La France s’enorgueillit souvent d’être le pays des droits de l’Homme et de la liberté de pensée, toutes choses qui ne peuvent aller sans des chaînes de télévision publiques ouvertes à des conceptions diverses du monde. En quête d’ouverture d’esprit, l’Observatoire du Journalisme décortique un documentaire récemment diffusé sur France 5.

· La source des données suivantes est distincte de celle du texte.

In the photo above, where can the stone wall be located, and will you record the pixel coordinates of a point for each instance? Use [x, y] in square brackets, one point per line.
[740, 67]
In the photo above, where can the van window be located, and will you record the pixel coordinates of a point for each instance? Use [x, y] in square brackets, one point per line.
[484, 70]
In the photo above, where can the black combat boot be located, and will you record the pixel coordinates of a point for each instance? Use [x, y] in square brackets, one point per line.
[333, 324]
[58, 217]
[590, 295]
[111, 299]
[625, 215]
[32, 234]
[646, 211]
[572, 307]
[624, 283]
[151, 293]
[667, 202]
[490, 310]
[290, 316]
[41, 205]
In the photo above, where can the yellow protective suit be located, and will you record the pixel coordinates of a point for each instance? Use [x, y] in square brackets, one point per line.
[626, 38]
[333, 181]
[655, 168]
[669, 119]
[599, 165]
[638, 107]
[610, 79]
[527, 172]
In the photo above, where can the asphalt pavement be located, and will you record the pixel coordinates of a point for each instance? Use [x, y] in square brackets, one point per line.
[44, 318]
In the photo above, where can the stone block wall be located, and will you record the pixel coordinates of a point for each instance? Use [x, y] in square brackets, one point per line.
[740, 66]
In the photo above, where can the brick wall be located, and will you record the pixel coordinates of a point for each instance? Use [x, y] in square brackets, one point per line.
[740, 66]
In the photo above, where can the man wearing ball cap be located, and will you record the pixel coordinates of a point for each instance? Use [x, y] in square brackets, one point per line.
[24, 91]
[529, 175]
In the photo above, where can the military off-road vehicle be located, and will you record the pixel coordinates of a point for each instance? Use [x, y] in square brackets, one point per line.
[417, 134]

Le documentaire s’intitule « Le parcours des combattantes » et a été diffusé sur France 5, dans l’émission Le Monde en Face présentée par Marina Carrère d’Encausse depuis 2014. Chaque mercredi, cette émission propose un documentaire suivi d’un débat. L’émission du mercredi 14 mars 2018 était présentée ainsi :
« Le parcours des combattantes
de : Olivier Delacroix, Katya Maksym
avec : Olivier Delacroix
73min | 2018 | tous publicsQuatre femmes qui ont grandi et vécu en Seine-Saint-Denis se confient à Olivier Delacroix sur leur destinée. De l’autre côté du périphérique, dans ces quartiers excentrés et refermés sur eux-mêmes, elles racontent comment la cité a forgé leur caractère. La violence et la révolte ont rythmé leur adolescence, mais elles ont aussi appris l’entraide et le respect. Devenues mères, elles ont gardé un lien très fort avec leur quartier, tout en souhaitant une vie meilleure pour leurs enfants. Déterminées, ces femmes parlent sans détour de leur combat pour accéder à la vie qu’elles mènent aujourd’hui, défiant les préjugés sur les quartiers ».

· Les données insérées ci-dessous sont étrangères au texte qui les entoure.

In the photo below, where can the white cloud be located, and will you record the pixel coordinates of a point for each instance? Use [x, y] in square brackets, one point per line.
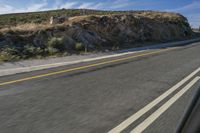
[90, 5]
[192, 6]
[69, 5]
[120, 4]
[37, 7]
[5, 8]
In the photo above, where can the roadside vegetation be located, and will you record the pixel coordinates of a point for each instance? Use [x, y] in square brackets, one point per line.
[29, 35]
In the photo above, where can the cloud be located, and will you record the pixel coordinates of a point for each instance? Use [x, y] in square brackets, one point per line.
[120, 4]
[194, 19]
[37, 7]
[5, 8]
[69, 5]
[192, 6]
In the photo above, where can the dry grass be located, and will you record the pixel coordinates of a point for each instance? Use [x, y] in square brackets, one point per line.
[26, 27]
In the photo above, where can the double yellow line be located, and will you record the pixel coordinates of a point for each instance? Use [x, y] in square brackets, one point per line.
[83, 67]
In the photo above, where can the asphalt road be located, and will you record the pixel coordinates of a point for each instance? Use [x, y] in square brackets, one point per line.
[98, 98]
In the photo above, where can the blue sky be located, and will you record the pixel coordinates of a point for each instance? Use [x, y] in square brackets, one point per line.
[189, 8]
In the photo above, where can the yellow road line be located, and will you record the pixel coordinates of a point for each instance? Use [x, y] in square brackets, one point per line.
[83, 67]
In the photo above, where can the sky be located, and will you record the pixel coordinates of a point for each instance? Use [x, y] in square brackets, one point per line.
[189, 8]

Théoriquement, le titre de l’émission Le Monde en face sous-entend une volonté de regarder les choses telles qu’elles sont, autrement dit sans tabous. Un concept qui devrait être intéressant relativement à un documentaire plongeant dans la vie des « quartiers ». Le pitch peut cependant d’emblée faire douter du caractère non binaire du documentaire proposé ce soir-là, indiquant que les femmes des « quartiers » sont astreintes à un « parcours des combattantes » et qu’il s’agit de défier « les préjugés sur les quartiers ».
Quatre femmes du 9–3
« Le parcours des combattantes » donne à voir la trajectoire de vie de quatre femmes ayant vécu en Seine Saint-Denis, département laboratoire sur le plan « multiculturel » de l’avenir en marche de la France. Là où il est par exemple nécessaire de nommer deux professeurs des écoles par classe afin que les élèves puissent suivre ce qui est enseigné en langue française, langue qui n’est pas la langue maternelle de la majorité. Ces quatre femmes ont quitté ce qu’elles appellent « le quartier » et y reviennent à l’initiative du réalisateur Olivier Delacroix : « Elles ont grandi à La Courneuve, à Villepinte, Aulnay-sous-Bois ». Le documentaire s’attarde sur chacune de ces femmes : Sylvie, Tishou, Nadia et Laetitia.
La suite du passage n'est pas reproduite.